15. Expliquez-moi, je vous prie, comment et pourquoi le Seigneur, après sa résurrection, n’a pas été reconnu et l’a été, d’abord par les femmes qui, les premières, sont venues au sépulcre, puis par les deux disciples sur le chemin d’Emmaüs, et après par ses autres disciples à Jérusalem[2]. Car il a ressuscité avec le même corps dans lequel il a souffert. Et pourquoi donc la forme de son corps n’était-elle pas la même ? et si elle était la même, pourquoi ceux qui l’avaient vue auparavant ne la reconnurent-ils pas ? Il y a, je crois, quelque signification mystérieuse à n’avoir pas été reconnu par ceux qui marchaient dans le chemin et à s’être révélé dans la fraction du pain. Cependant c’est votre sentiment, et non le mien, que je veux suivre.
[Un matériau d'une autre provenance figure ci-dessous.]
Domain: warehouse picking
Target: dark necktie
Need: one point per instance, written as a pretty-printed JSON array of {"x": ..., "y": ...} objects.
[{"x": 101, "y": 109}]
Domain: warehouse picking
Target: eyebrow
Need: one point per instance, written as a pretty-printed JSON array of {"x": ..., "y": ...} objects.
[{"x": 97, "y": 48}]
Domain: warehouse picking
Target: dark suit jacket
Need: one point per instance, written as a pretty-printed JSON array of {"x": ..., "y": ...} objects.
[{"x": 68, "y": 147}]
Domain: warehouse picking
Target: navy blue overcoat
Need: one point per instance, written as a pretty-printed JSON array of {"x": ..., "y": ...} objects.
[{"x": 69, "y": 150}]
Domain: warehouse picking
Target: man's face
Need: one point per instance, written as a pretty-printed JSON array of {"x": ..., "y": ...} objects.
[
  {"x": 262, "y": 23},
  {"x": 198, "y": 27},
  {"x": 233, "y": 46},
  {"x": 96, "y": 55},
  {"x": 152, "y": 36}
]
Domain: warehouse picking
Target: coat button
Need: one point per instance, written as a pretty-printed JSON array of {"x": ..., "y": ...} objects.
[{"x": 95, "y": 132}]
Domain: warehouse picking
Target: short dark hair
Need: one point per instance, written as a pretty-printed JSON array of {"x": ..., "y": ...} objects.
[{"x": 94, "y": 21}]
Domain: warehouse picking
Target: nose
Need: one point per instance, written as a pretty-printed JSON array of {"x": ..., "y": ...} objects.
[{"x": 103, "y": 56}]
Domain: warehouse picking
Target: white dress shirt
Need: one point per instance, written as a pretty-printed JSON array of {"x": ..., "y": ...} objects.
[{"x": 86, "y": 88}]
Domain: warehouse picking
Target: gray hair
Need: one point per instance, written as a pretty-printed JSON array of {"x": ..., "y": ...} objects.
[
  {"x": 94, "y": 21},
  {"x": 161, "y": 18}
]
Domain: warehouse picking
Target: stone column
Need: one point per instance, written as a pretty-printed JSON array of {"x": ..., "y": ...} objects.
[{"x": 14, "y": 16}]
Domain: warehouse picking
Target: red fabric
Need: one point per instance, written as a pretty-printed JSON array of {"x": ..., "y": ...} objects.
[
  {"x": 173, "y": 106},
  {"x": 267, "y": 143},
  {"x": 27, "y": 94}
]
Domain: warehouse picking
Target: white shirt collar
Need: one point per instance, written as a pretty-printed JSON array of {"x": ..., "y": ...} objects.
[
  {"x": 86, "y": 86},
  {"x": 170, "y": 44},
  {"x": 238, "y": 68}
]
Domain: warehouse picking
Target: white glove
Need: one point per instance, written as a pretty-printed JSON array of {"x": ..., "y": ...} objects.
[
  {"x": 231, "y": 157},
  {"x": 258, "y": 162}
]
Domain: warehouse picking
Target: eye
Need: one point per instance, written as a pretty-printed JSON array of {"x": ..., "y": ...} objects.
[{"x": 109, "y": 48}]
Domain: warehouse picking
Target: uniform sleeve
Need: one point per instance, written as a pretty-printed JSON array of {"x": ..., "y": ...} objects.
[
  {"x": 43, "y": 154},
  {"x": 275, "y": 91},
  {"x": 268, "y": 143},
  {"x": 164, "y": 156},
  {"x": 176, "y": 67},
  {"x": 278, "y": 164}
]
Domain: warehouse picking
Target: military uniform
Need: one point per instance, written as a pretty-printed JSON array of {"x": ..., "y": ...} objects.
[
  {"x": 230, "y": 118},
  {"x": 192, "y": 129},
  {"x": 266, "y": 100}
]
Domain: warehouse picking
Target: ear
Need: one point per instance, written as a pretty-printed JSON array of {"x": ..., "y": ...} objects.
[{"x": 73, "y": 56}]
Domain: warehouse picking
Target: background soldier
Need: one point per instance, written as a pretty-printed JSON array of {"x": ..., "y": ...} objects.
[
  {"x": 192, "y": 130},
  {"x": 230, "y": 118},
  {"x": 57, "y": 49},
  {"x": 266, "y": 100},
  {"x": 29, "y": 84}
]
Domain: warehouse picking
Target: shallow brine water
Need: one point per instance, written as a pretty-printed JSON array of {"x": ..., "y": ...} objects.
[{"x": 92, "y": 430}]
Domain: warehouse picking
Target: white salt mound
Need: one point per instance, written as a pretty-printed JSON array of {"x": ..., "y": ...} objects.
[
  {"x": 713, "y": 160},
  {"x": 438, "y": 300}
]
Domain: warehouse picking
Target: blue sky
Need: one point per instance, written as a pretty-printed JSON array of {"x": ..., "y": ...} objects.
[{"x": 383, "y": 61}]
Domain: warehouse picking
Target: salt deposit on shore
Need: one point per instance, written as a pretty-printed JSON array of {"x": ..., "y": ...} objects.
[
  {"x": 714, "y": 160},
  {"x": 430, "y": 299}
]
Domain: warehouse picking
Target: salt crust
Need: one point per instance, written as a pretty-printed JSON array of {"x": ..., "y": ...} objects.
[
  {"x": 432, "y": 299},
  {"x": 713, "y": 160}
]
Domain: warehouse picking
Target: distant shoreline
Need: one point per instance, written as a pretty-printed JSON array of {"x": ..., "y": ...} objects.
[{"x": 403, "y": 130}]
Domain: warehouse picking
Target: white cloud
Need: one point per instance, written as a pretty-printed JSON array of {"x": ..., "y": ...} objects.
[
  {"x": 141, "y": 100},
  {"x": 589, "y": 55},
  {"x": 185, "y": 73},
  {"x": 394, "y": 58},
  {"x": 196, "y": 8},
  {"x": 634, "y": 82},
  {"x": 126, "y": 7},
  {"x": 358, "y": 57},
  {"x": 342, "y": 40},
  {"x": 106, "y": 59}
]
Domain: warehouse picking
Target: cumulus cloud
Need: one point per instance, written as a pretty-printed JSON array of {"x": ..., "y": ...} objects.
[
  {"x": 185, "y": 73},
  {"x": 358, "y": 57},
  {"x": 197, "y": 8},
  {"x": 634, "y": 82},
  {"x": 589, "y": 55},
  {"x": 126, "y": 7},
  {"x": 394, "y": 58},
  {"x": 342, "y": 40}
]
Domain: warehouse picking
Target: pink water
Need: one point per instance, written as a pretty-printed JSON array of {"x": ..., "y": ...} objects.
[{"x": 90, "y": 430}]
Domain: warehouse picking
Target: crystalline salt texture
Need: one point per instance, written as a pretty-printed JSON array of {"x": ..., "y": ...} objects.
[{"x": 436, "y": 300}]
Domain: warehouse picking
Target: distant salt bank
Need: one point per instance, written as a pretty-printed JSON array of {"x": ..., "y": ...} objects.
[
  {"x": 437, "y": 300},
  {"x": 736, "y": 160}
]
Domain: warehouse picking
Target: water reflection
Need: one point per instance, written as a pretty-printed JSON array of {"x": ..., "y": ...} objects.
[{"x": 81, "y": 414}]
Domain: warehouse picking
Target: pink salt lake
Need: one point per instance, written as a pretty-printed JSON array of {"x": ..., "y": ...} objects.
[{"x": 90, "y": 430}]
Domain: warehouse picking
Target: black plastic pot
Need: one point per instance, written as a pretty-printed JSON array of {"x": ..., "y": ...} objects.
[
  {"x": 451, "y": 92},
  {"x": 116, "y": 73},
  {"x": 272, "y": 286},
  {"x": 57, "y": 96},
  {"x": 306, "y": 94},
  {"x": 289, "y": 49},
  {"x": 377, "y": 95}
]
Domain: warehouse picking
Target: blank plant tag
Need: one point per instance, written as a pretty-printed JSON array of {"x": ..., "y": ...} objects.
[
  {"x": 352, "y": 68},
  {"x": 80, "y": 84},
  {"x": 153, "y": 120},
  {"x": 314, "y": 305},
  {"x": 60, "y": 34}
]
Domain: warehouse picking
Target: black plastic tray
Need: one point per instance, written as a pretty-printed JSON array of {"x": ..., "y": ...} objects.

16. Le Seigneur dit à Marie : « Ne me touchez pas, car je ne suis point encore monté vers mon Père[3]. » S’il ne lui était pas permis de le toucher lorsqu’il était debout devant elle, comment l’aurait-elle touché après son ascension, à moins que ce ne soit par le progrès dans la foi et l’élévation de l’âme qui rapproche ou éloigne Dieu de l’homme, et que Marie n’ait douté du Christ, qu’elle avait pris pour un jardinier ? C’est pour cela peut-être qu’elle mérita qu’il lui fût dit : « Ne me touchez pas. » Elle n’était pas jugée digne de toucher de la main le Christ qu’elle n’embrassait pas encore par la foi, qu’elle ne reconnaissait pas pour Dieu, puisqu’elle le prenait pour un jardinier ; et pourtant, un peu auparavant, les anges lui avaient dit « Pourquoi cherchez-vous au milieu des morts celui qui est vivant[4] ? » « Ne me touchez donc pas, car, pour vous, je ne suis point encore monté vers mon Père. » Ce qui voulait dire : Je ne vous parais encore qu’un homme : vous me toucherez plus tard, quand la foi vous aura élevée jusqu’au point de reconnaître qui je suis.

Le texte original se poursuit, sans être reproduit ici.